This folder contains the code used in this publication:
Kapusta, Suh & Feschotte (2017) PNAS doi: 10.1073/pnas.1616702114 v4.0 gives identical results, but is WAY easier to run.
From a multi species alignment in maf format and a newick tree, this script outputs microdeletions (1 to 30nt) of the various branches. See its own README for more details
perl <> -dir <dir_with_alignments> [-sp <SP>] [-lenc <X>] [-lene <X>] [-cpu <X>] [-v] [-h|help]
I. List of sizes of all consecutive empty data for a given species (no data on the browser)
Only when the empty data is interrupting a scaffold (note that it could correspond to a misassembly)
Empty data = no \"s\" line. However, there could be insertion (non aligning bases): in that case,
the large indel will be printed only if lower case length - insertion length > lene
II. List of sizes of all consecutive empty blocks for a given species (C lines in the maf = continuous:
"C -- the sequence before and after is contiguous implying that this region was either deleted in the
source or inserted in the reference sequence.

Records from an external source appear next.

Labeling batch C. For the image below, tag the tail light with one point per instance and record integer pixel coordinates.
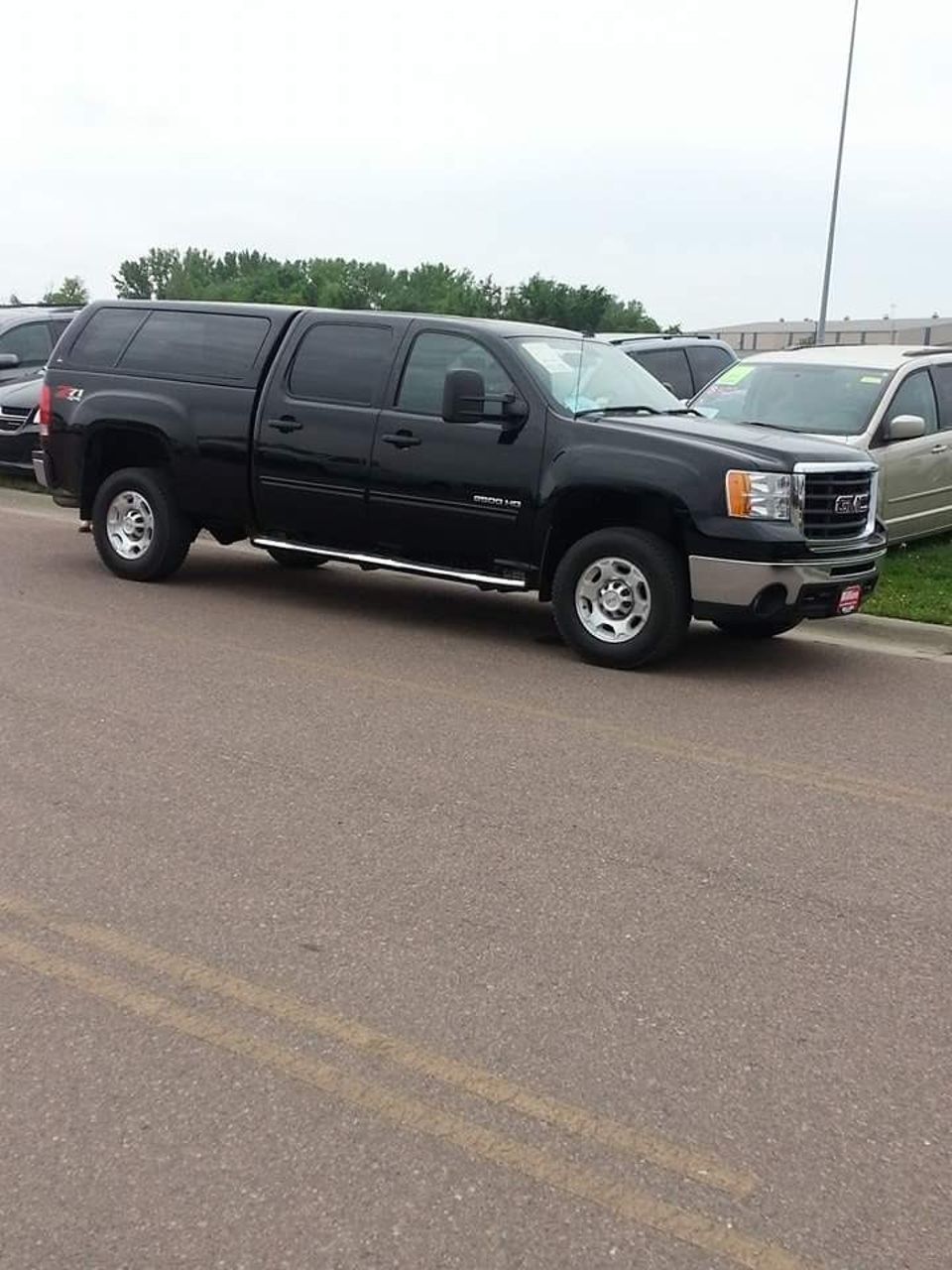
(45, 417)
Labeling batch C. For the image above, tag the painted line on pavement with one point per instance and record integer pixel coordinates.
(468, 1079)
(627, 1203)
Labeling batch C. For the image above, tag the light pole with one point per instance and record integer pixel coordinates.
(825, 296)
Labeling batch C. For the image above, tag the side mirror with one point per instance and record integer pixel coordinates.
(904, 427)
(465, 400)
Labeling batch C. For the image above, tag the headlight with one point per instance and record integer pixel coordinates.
(760, 495)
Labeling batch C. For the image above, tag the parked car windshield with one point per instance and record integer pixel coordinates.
(587, 375)
(801, 397)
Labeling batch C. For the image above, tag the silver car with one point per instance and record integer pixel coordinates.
(892, 402)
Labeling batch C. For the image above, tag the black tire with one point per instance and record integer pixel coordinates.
(166, 532)
(295, 559)
(758, 627)
(662, 584)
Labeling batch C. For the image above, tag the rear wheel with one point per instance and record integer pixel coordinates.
(758, 627)
(140, 530)
(621, 598)
(295, 559)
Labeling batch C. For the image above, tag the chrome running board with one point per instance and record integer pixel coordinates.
(428, 571)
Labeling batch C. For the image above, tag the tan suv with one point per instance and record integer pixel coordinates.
(892, 402)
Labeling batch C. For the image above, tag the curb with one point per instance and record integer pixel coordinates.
(881, 635)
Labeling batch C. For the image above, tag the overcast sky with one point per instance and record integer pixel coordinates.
(680, 153)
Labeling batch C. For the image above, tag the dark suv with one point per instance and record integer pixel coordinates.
(28, 334)
(683, 363)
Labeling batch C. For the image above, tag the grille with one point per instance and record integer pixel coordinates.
(837, 504)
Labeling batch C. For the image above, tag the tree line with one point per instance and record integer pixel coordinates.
(325, 282)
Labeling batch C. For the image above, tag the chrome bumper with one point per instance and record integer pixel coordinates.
(740, 581)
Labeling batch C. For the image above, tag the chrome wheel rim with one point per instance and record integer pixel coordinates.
(130, 525)
(613, 599)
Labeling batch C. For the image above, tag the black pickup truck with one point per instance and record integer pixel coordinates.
(508, 456)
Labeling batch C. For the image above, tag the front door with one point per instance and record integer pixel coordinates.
(916, 475)
(315, 431)
(453, 494)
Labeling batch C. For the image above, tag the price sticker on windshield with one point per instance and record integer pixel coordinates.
(735, 375)
(547, 357)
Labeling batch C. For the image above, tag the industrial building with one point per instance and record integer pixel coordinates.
(765, 335)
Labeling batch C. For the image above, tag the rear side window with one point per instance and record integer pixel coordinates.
(669, 366)
(341, 363)
(104, 336)
(195, 345)
(707, 362)
(942, 379)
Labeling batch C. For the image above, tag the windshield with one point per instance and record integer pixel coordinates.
(584, 375)
(801, 397)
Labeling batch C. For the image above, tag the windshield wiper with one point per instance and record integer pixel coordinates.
(619, 409)
(760, 423)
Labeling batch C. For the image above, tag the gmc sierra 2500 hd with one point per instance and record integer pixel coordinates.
(507, 456)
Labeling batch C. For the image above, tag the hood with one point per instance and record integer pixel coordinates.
(23, 393)
(738, 443)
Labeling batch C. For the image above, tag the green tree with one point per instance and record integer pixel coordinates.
(157, 276)
(71, 291)
(333, 282)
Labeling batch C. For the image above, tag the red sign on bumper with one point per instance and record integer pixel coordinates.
(849, 599)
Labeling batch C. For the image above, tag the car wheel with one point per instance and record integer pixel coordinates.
(621, 598)
(758, 627)
(295, 559)
(139, 529)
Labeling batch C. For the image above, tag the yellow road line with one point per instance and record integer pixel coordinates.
(462, 1076)
(698, 1229)
(849, 785)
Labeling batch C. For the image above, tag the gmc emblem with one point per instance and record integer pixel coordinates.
(851, 504)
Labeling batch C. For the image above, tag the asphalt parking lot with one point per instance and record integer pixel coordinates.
(347, 920)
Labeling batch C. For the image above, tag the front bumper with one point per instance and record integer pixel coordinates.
(762, 588)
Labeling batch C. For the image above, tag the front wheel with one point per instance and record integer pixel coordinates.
(621, 598)
(139, 527)
(758, 627)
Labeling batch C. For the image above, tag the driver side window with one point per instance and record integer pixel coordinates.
(915, 395)
(431, 358)
(30, 341)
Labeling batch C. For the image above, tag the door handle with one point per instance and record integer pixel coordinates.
(403, 440)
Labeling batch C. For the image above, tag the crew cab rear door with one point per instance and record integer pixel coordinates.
(315, 429)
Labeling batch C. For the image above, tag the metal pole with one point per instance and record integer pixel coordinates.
(825, 296)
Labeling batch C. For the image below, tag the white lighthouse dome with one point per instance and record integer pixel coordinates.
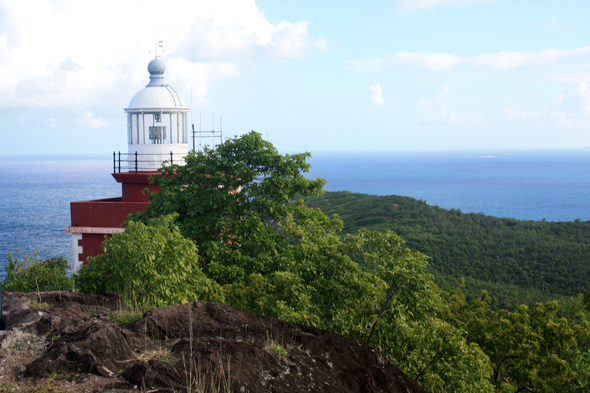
(156, 94)
(157, 127)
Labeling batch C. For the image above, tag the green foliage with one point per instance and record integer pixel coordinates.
(228, 200)
(274, 255)
(150, 265)
(515, 261)
(543, 349)
(34, 274)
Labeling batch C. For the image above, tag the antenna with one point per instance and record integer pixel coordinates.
(192, 122)
(157, 43)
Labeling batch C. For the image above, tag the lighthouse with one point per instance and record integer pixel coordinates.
(157, 132)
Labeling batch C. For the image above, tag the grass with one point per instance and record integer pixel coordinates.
(275, 348)
(125, 317)
(35, 305)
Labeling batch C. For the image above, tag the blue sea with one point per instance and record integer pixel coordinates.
(35, 192)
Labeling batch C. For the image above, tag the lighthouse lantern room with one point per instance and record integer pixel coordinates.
(156, 123)
(157, 132)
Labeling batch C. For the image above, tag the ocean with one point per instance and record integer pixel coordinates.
(35, 192)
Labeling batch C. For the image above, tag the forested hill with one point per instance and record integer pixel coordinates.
(516, 261)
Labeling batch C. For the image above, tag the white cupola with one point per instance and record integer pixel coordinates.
(157, 127)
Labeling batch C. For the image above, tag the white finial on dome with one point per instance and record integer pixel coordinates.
(156, 68)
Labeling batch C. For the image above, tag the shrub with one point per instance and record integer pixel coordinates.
(150, 265)
(34, 274)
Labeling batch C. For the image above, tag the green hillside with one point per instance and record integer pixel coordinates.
(515, 261)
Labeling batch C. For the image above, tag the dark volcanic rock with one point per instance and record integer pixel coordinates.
(199, 345)
(232, 345)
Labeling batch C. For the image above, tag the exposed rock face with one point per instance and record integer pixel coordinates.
(197, 345)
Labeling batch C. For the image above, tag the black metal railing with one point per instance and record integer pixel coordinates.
(133, 162)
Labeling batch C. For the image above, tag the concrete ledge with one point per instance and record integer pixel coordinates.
(94, 230)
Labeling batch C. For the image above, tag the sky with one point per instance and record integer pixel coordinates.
(350, 76)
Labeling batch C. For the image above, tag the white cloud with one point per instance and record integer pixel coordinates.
(439, 113)
(513, 115)
(81, 53)
(88, 120)
(574, 108)
(584, 97)
(552, 24)
(504, 60)
(377, 96)
(410, 5)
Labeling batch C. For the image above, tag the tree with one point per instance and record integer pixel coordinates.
(34, 274)
(230, 199)
(150, 265)
(543, 349)
(241, 204)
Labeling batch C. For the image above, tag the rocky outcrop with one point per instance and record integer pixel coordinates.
(196, 346)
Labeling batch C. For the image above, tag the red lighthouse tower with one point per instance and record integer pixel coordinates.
(156, 132)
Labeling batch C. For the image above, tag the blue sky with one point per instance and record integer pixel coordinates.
(398, 75)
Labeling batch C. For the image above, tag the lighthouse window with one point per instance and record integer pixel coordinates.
(157, 134)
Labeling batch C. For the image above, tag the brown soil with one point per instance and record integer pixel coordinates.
(70, 344)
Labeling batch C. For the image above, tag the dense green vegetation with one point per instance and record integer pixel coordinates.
(263, 249)
(517, 262)
(35, 274)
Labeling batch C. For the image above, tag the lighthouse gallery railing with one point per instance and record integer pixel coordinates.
(133, 161)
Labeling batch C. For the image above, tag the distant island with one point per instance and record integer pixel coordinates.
(515, 261)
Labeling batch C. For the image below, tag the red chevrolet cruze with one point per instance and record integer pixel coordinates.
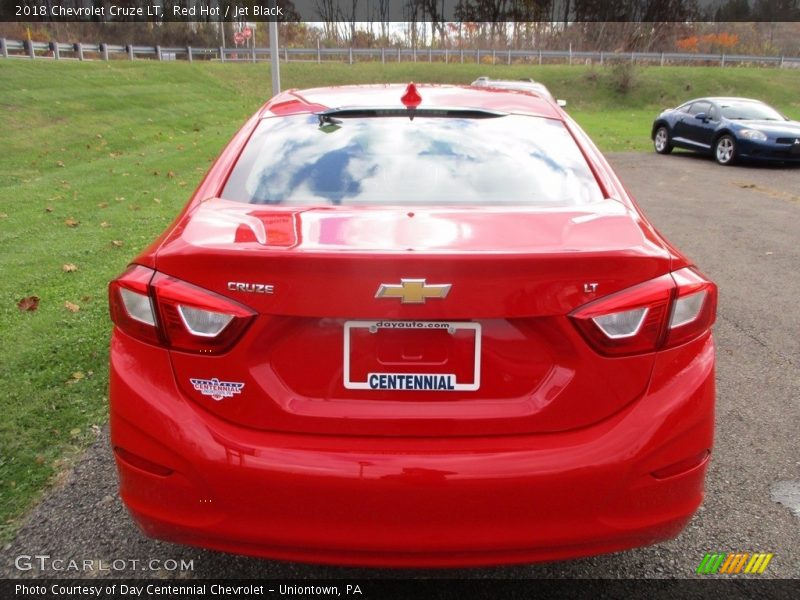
(412, 326)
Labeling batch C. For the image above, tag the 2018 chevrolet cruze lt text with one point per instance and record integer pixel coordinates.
(412, 325)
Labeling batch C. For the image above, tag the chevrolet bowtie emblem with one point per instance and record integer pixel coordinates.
(413, 291)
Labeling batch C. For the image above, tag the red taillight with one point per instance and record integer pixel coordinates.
(131, 304)
(196, 320)
(663, 312)
(162, 310)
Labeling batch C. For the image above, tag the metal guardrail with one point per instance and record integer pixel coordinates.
(101, 51)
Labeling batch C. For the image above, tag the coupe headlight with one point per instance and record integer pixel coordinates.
(753, 134)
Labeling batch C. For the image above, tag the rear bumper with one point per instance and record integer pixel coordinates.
(767, 151)
(412, 501)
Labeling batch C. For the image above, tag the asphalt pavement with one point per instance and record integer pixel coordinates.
(741, 226)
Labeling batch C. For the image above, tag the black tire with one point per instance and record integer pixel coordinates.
(662, 141)
(725, 150)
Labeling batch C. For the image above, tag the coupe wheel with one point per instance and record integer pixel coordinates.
(725, 150)
(661, 141)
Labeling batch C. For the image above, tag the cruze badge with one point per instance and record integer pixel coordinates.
(253, 288)
(413, 291)
(217, 389)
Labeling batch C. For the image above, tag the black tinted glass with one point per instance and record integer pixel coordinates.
(506, 160)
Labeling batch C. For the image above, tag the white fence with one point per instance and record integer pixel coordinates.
(81, 51)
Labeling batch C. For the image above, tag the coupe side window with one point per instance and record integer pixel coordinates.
(699, 107)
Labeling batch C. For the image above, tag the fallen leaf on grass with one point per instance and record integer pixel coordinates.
(76, 377)
(29, 304)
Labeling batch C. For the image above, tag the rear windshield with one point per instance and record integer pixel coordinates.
(505, 160)
(749, 111)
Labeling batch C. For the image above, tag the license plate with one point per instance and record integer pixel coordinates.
(436, 356)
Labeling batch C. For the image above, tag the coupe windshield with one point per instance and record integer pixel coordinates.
(755, 111)
(502, 160)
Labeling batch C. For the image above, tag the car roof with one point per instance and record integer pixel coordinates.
(433, 96)
(718, 99)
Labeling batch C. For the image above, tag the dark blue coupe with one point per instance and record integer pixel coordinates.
(728, 129)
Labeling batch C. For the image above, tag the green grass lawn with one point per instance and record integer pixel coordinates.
(97, 158)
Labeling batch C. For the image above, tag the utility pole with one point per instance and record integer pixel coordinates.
(273, 55)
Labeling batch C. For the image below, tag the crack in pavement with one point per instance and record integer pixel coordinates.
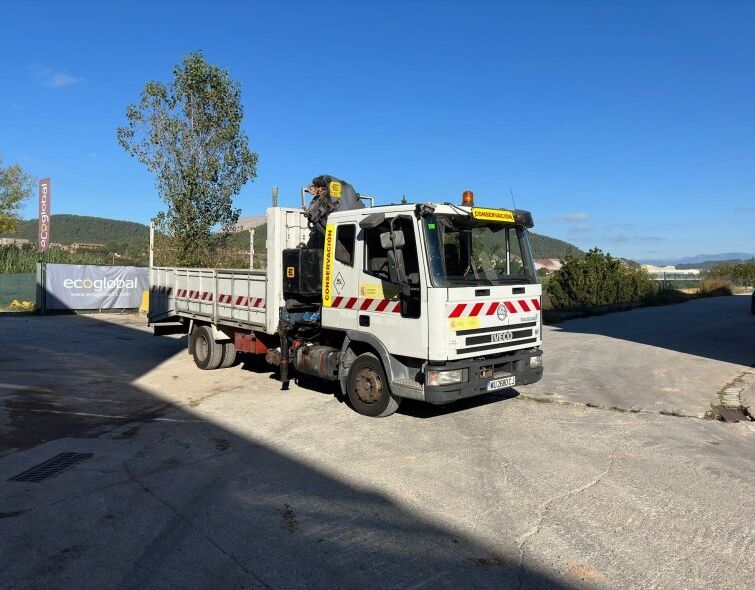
(546, 506)
(230, 556)
(617, 409)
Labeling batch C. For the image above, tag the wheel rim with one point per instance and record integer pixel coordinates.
(202, 349)
(368, 385)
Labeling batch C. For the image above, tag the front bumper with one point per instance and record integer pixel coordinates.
(516, 364)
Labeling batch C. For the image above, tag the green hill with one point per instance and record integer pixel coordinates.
(545, 247)
(130, 238)
(120, 236)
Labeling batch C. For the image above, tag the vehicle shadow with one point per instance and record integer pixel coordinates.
(173, 499)
(720, 328)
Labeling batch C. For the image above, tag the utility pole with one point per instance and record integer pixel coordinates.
(151, 244)
(251, 244)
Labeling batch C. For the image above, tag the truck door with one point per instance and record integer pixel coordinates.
(403, 332)
(340, 276)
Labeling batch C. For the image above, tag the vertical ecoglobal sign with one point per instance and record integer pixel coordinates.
(45, 193)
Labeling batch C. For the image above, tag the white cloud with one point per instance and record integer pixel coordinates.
(571, 217)
(57, 79)
(580, 228)
(620, 239)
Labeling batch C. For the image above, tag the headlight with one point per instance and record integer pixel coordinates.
(435, 377)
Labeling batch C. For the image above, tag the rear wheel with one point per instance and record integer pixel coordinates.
(368, 389)
(207, 353)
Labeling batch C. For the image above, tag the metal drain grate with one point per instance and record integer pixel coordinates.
(53, 466)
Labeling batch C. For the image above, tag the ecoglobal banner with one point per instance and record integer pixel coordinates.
(86, 286)
(45, 200)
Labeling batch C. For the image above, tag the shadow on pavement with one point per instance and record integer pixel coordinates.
(720, 328)
(173, 500)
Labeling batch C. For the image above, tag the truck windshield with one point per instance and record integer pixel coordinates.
(463, 251)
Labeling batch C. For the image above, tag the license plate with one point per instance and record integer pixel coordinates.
(501, 383)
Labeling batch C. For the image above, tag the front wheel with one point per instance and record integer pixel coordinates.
(368, 389)
(207, 353)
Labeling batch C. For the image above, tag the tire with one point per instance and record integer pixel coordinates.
(207, 353)
(368, 389)
(229, 355)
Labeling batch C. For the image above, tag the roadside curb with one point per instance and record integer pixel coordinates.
(734, 401)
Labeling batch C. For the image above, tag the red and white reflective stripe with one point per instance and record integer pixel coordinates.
(471, 310)
(376, 305)
(207, 297)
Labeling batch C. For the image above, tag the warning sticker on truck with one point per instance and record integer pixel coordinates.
(334, 188)
(327, 266)
(502, 215)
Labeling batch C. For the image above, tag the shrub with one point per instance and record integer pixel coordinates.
(598, 279)
(742, 273)
(714, 287)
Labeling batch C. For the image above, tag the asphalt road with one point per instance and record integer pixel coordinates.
(218, 479)
(672, 358)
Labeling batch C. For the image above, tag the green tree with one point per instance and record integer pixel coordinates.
(15, 187)
(188, 133)
(597, 278)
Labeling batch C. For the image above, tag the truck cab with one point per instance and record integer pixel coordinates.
(434, 302)
(447, 295)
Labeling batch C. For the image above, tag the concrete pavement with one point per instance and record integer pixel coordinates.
(218, 478)
(671, 359)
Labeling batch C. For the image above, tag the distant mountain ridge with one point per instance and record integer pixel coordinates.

The browser draws a single line or a '-' in base mode in these blocks."
In both cases, outputs will be:
[0] [1] [2] [3] [4] [5] [6] [7]
chr(SP) start(SP) end(SP) chr/scaffold(Query) DeletionCoord(Query) length_with_lc length_without_lc length_insertion
lc = lower cases. In column 6, lower cases in reference are removed
Length in col 6 would be the minimum deletion len (underestimated when ancient TEs,
but this will remove all TE insertions in the reference that would not be a deletion).